Let me address one thing you raise regarding Cardinals fans and TLR. All but the very youngest Cards fans, the ones who don't recall it being any other way, do realize what they're looking at with this pairing, and know how extraordinary it is. Thing is, though: that is exactly why some of the restlessness with TLR exists. There comes a time when sticking to one's guns and doing things as you've always done them ceases to be a virtue, particularly when doing them that way was bold and innovative in the Good Old Days but has been overtaken by new innovations that aren't your own. It is common among Cardinals fans to question whether TLR has fallen into this trap, and the question is asked with greater urgency precisely because the partnership is recognized as so exceptional.
cherrypj
12/09
Wonderful.
ootpbb
12/09
Thank you for this fantastic article!
rawagman
12/09
Seriously - great article - more often please!
rmnd3b
12/09
I'm surprised there's no mention of Walt Jocketty, who I would say had a much stronger hand in building the great Cardinals teams of the 00s than LaRussa did.
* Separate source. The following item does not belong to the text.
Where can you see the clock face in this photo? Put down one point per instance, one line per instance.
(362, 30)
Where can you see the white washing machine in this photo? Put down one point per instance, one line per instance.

Regardless of the fate of the LaRussa/Pujols relationship, the Special Era may have already moved on with Jocketty.
andyfoy
12/10
Great article!

Sorry for doing this here, but on a completely separate side note, does anyone out there have any good St. Louis restaurant recommendations (preferrably downtown)? Thanks.
mattgioia
12/10
This was a fantastic read. - Andy - Carmine's, Kemoll's, Mike Shannon's, Tony's, Charlie Gitto's, and never forget Al's (you'll need a jacket at Tony's and Al's).
AnnaMcDonald
12/11
This was a great article. Thanks.
andyfoy
12/11
Thanks a lot Matt, I'll run with these.